North Korea playing with fire

North Korea

A man watches a TV screen showing an image of the Sohae Satellite Launching Station in Tongchang-ri, North Korea, during a news program at the Seoul Railway Station in Seoul, South Korea, recently. Ahn Young-joon / Associated Press

At a time when countries should unite and work more aggressively to rid the world of nuclear weapons, signals emanating from North Korea are deeply disturbing.
If North Korea is indeed preparing for a missile or space launch as US news outlet NPR has reported based on satellite image analysis of a key facility near Pyongyang, then the world better wake up and act before it is too late.
As per NPR, the images of Sanumdong, one of the facilities Pyongyang has used to produce inter-continental ballistic missiles and space rockets, were taken days before US President Donald Trump and North Korean leader Kim Jong Un met in Hanoi for their high-stakes summit, which ended in failure. This, in fact, makes the situation more worrisome as the intentions of Pyongyang are unclear and gets dubious by the day.
The Sanumdong analysis has come just days after the specialised website 38 North and the Center for Strategic and International Studies said Pyongyang may have resumed operations at its long-range rocket launch site at Sohae, based on their study of satellite imagery from March 6.
As of now, Trump seems to stand by his “dear friend Kim,” despite the collapse last week of their second summit. All that Trump has said of Pyongyang’s likely resumption of weapons testing is that he “would be surprised in a negative way if Kim did anything that was not per our understanding. But we’ll see what happens.”
Nuclear weapons are the most terrible enemies of humanity. The world must respond to the dangers of accumulation and proliferation of weapons.
According to the NGO, Campaign for Nuclear Disarmament (CND), the heart of a nuclear explosion reaches a temperature of several million degrees centigrade. Over a wide area the resulting heat flash literally vaporises all human tissue. At Hiroshima, within a radius of half a mile, the only remains of most of the people caught in the open were their shadows burnt into stone.
The International Red Cross has concluded that the use of a single nuclear weapon in or near a populated area is likely to result in a humanitarian disaster that will be difficult to address. Add to this the fact that there is currently no international plan in place to deliver humanitarian assistance to survivors in the case of a nuclear attack.

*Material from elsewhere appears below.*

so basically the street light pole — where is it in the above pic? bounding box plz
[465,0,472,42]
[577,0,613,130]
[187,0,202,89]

North Korea had carried out six nuclear tests between 2006 and 2017. In the wake of diplomatic efforts led by the US and South Korea to denuclearise the Korean Peninsula, and the lull in rocket launches, there was optimism in the air.
In 2017, Pyongyang claimed it had become a nuclear state, capable of fitting a viable nuclear weapon on an ICBM that could reach as far as the United States’ eastern seaboard. In response, the UN Security Council had to ban North Korea’s main exports — coal and other mineral resources, fisheries and textile products — to cut off its access to hard currency.

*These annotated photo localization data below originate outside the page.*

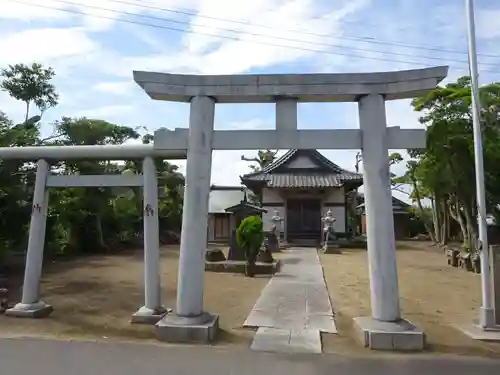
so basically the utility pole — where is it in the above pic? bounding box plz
[465,0,494,328]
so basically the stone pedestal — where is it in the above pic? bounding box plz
[353,317,425,350]
[131,306,170,325]
[6,301,53,318]
[227,230,246,261]
[265,231,280,253]
[155,312,219,343]
[323,243,341,254]
[459,245,500,341]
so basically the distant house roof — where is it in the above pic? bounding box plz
[357,192,411,214]
[240,149,363,189]
[208,186,246,213]
[225,201,268,214]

Though Washington has said it is open to more talks with North Korea, it has rejected an incremental approach to negotiations sought by Pyongyang and it remains totally unclear when the two sides might meet again.
Even as Washington increasingly turns its attention towards next year’s presidential election, the total denuclearisation of North Korea by the end of Trump’s term in 2021, seems to remain an unrealistic goal.
As Jenny Town of the 38 North think tank points out, the lack of even a partial accord has meant “we have lost that momentum” created by last year’s rapprochement.
The problem is also that the Kim dynasty has long seen nuclear weapons as a security guarantee against what it perceives as the hostile intentions of the United States.
Washington and the rest of the world want North Korea to give up its nuclear weapons programme and everything associated with it. Trump’s national security adviser, John Bolton, has come up with tough words for Pyongyang. “If they’re not willing to do it, President Trump has been very clear — they’re not going to get relief from the crushing economic sanctions that have been imposed on them and we’ll look at ramping those sanctions up in fact,” Bolton has warned.
Separately, two US senators have also sought to pile up pressure on North Korea by reintroducing a bill to impose sanctions on any bank that does business with its government.
The overall situation looks hazy. The US needs to resume working-level talks as soon as possible. It’s good that Washington has reacted in a measured way to revelations about the rebuilding of the rocket test site. Giving diplomacy more time especially on a subject of such importance to entire humanity is fairly reasonable.
From repeatedly firing ballistic missiles and threatening world peace, North Korea has come a long way with its willingness to shut down the nuclear programme.
Letting go of the peace opportunity at this stage cannot be an option for any party involved in the dialogue process.